As Cartas a Ninguém são verdadeiros testemunhos do soluçar da alma. As palavras têm uma beleza que transcende tempo e espaço. Dizemos que um poeta pinta com palavras. Lisa Flores é também pintora, mas nesta obra é a sua pena que dá brilho e cores prodigiosas a descrições admiráveis. E não só. Ela chama pelo ninguém em cada um de nós e escuta o silêncio da solidão.

Silêncio redondo:
a música da cigarra
penetra na rocha
Bashô

Esse clamor é uma sede de perfeição, harmonia e paz.
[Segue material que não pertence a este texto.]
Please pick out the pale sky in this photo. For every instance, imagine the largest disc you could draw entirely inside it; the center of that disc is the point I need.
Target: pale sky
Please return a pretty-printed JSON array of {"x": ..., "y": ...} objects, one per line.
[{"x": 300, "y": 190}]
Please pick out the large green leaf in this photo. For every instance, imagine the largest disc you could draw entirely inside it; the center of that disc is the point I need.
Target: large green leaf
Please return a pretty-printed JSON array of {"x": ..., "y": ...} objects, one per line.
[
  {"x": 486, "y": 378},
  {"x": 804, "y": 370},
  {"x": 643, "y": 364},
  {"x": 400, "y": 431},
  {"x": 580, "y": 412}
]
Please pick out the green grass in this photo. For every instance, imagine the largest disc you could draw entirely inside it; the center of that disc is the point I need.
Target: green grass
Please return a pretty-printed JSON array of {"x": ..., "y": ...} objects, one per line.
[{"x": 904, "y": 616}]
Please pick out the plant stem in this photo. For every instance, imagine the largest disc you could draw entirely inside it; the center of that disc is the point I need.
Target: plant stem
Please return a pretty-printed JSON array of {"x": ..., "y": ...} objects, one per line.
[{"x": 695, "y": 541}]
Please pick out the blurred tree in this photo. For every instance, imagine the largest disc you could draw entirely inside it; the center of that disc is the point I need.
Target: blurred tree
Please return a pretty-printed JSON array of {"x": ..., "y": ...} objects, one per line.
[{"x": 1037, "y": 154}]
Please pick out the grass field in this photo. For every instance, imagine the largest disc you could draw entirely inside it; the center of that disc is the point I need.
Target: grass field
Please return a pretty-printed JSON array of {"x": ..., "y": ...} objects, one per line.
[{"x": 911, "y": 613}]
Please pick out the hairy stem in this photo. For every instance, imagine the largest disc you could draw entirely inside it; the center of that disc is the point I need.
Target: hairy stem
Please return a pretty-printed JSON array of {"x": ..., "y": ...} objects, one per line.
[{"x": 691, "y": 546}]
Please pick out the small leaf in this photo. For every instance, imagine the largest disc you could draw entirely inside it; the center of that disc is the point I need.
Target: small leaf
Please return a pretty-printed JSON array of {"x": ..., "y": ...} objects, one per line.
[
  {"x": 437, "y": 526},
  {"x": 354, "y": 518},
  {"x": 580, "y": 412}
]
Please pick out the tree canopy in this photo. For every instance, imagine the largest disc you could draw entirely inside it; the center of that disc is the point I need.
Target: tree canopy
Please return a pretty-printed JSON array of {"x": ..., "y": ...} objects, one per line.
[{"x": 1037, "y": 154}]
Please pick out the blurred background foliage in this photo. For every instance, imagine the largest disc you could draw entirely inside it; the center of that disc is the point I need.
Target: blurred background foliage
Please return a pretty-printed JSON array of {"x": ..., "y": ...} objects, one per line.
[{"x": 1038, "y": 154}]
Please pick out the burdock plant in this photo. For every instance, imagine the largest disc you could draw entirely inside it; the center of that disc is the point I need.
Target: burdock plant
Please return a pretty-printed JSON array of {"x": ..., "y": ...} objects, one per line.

É a luz que ilumina a viagem interior de um poeta. Para Rilke, era a única viagem possível e uma experiência acumulada e oferecida aos homens do futuro para que pudessem ter o prazer de uma vida plena. Um dia há-de alguém escrever a Lisa!»

In Lisa Flores, Cartas a Ninguém, ilustração de Ingrid B. Martins, colecção Outras Obras, Nova Vega, 2004, ISBN 972-699-785-2.